In the parking lot, guests at Stevens Pass have taken the lack of lodge space and turned it into a tailgate.
At noon Wednesday, the lot resembled game day at Husky Stadium. Camping chairs surrounded popped trunks as snowboarders bumped house music and heated lunch on propane stoves.
“I’ve been waiting for opening day since the day the mountain closed,” said Sam Hoovee, who works in Seattle.
Some quick tips:
• Place your goggles over the top of your mask to keep your face covering from slipping down as you shred.
• Without room to warm up in the lodge, it’s extra important to bring layers. I’d recommend stashing some hand warmers in your pocket.
• Snickers bars are irrefutably the best ski snack.
Despite the new rules and extra preparation involved this year, a few things never change. The drive back home when you’re exhausted and feeling accomplished is still one of the highlights.
Julia-Grace Sanders: 425-339-3439; firstname.lastname@example.org; Twitter: @sanders_julia.
If you go …
• The Stevens Pass ski resort is only accepting cashless transactions, so bring a credit card.
• Face coverings are required at all times.

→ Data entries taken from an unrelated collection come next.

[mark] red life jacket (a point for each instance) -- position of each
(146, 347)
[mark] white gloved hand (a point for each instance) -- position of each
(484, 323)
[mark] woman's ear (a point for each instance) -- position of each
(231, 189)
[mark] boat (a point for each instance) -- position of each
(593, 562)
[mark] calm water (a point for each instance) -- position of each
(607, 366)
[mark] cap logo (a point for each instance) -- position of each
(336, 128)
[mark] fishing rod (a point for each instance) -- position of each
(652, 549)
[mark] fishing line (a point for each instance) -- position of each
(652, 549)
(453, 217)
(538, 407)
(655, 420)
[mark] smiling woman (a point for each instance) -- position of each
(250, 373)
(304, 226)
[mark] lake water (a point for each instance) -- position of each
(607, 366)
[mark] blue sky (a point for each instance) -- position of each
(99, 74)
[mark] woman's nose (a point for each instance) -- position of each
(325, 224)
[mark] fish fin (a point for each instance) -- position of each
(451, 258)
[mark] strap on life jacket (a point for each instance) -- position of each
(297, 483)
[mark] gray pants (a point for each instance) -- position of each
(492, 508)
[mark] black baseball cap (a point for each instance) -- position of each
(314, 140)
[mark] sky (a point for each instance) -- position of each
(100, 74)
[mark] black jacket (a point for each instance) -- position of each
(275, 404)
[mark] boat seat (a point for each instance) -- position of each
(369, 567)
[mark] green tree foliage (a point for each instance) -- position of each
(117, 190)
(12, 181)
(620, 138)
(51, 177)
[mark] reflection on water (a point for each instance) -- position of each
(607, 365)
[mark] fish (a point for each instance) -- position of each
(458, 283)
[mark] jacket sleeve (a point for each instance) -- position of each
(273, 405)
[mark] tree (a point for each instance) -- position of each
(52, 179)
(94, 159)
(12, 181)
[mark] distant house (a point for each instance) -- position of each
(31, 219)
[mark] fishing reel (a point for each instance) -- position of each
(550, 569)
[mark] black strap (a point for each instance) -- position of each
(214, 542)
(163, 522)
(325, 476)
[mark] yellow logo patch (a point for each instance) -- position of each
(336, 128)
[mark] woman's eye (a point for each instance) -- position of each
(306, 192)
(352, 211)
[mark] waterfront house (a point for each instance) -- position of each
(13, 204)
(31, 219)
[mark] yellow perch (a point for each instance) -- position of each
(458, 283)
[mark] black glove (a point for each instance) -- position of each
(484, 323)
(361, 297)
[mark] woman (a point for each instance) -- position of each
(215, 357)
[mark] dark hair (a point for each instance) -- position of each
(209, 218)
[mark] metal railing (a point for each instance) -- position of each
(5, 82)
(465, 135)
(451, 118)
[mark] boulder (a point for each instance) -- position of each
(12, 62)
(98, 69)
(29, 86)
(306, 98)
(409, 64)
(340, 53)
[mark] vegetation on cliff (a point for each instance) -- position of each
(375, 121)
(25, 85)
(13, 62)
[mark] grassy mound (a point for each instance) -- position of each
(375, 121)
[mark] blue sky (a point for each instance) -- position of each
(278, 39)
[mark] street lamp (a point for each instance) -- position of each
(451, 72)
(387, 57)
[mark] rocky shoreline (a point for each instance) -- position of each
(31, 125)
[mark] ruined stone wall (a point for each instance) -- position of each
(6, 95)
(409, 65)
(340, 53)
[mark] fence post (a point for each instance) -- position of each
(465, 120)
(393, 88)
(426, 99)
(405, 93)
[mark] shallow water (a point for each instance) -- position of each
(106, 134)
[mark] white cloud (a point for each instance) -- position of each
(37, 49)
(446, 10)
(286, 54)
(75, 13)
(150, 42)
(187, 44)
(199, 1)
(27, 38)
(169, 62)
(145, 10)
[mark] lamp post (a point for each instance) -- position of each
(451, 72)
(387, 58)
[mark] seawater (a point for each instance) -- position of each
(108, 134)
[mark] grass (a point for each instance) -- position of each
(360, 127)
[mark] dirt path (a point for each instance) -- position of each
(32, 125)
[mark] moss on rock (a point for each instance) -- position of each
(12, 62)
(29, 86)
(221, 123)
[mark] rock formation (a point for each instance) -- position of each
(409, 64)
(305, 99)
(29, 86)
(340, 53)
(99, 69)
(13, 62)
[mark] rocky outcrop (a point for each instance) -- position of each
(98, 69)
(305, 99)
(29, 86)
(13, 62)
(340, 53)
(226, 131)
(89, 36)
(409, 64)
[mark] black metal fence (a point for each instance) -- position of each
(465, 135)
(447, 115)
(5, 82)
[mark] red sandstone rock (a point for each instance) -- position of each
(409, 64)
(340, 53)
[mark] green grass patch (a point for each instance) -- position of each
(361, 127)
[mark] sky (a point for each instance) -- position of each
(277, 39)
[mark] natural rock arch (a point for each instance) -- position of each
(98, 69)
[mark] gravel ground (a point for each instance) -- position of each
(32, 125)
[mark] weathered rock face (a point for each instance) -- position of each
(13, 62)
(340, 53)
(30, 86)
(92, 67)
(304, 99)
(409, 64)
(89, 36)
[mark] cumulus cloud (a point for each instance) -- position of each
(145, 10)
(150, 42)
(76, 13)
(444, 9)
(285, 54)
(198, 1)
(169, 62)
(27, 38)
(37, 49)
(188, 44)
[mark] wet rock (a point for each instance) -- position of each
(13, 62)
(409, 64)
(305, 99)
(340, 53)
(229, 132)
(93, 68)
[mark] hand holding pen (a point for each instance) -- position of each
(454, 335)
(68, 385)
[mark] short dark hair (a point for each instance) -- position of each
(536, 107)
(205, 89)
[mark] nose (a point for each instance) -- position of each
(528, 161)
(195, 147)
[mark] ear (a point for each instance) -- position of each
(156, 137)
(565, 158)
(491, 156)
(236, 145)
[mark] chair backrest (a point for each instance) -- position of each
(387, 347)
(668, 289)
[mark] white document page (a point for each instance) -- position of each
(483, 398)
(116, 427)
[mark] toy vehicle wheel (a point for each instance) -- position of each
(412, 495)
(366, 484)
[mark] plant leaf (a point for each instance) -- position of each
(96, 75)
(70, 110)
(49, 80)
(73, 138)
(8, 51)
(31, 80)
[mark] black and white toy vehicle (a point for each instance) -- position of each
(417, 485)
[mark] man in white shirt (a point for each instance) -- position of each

• You need to make a reservation and buy your pass in advance online. If you already have a season pass or a daily lift ticket, that’s pre-loaded. You can pick up your pass or ticket at the resort’s window, but you cannot purchase a ticket there.
• Lodges are capped at 25% capacity, and there’s no dine-in food service. The resort encourages guests to bring their own food and water and take lunch breaks at their cars or outside.